But this approach is not sufficient to address the gender inequality that characterizes Indian politics and society. Women comprise just 10 percent of India’s parliament, and only two of 35 ministers with full Cabinet rank are women. And, while the 33 percent quota for women in local-government bodies has placed a million of them in elected positions at the grass roots, the extent to which this has actually improved women’s status has yet to be measured.

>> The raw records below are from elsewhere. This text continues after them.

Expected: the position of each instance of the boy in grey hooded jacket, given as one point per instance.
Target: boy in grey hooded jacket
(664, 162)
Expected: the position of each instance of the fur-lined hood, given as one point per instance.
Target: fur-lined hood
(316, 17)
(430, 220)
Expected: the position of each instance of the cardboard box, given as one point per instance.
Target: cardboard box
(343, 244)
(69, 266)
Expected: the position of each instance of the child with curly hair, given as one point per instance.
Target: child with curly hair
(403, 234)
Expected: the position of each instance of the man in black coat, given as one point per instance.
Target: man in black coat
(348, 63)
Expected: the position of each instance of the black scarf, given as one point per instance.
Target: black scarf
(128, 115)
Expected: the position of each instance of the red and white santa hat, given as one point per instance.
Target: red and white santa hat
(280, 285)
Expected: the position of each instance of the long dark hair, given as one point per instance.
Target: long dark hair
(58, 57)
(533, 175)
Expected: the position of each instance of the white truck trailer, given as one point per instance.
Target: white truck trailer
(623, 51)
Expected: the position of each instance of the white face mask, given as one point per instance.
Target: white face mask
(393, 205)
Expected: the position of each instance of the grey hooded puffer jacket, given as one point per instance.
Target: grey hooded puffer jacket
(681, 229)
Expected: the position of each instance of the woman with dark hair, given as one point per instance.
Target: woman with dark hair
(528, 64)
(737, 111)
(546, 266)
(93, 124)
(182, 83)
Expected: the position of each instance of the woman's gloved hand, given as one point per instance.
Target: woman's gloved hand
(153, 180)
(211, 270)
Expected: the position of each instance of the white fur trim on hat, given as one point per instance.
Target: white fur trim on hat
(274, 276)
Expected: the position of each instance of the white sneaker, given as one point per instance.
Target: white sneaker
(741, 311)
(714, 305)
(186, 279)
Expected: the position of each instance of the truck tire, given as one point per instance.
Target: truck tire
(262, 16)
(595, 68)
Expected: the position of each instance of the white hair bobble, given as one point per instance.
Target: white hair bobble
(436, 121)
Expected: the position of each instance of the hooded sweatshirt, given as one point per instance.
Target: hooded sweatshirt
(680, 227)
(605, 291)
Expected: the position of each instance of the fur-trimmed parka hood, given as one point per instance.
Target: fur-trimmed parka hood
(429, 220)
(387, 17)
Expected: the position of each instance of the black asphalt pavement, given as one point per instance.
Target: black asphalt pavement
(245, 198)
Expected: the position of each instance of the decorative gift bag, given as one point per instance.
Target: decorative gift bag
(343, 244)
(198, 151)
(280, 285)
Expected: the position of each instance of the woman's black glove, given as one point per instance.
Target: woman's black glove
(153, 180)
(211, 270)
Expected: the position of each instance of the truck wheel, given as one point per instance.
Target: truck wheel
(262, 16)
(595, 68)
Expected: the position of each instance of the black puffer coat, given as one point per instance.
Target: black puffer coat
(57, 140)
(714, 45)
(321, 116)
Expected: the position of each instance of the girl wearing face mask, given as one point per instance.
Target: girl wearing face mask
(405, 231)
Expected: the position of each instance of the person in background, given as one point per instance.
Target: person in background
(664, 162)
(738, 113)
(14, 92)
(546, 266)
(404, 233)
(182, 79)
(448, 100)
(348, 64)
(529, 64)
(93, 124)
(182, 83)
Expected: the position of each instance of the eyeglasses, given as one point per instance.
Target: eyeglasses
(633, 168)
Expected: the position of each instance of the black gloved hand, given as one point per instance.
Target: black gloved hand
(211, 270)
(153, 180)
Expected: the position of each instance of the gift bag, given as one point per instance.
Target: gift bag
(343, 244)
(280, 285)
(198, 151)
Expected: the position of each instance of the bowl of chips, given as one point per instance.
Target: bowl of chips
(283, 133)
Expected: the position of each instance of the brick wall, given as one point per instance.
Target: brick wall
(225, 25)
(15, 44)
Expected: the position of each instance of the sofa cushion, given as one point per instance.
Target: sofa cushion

Moreover, discrimination in India often begins in the family. Indian families’ tendency to prefer sons has resulted in an adverse sex ratio, particularly in some northern states. Moreover, in the same region, more than 60 percent of girls are married well before the legal age, making pregnancies among anemic and malnourished teenagers a common occurrence. But, at the same time, most girls complete 12 years of schooling in the northern mountain state of Himachal Pradesh, demonstrating that the north-south distinction is no more conclusive than countrywide generalizations.
To facilitate the design of effective targeted policies, India’s Central Statistical Organization is working to provide detailed data through a pilot project that captures Indian states’ SIGI indicators. The study will highlight the variations in social, cultural and economic barriers to female empowerment across India.
Policies based on generalities will not work. To initiate a fundamental shift in citizens’ gender-related attitudes and behavior, India’s leaders must understand — by the numbers — the often-dramatic disparities between their country’s individual states.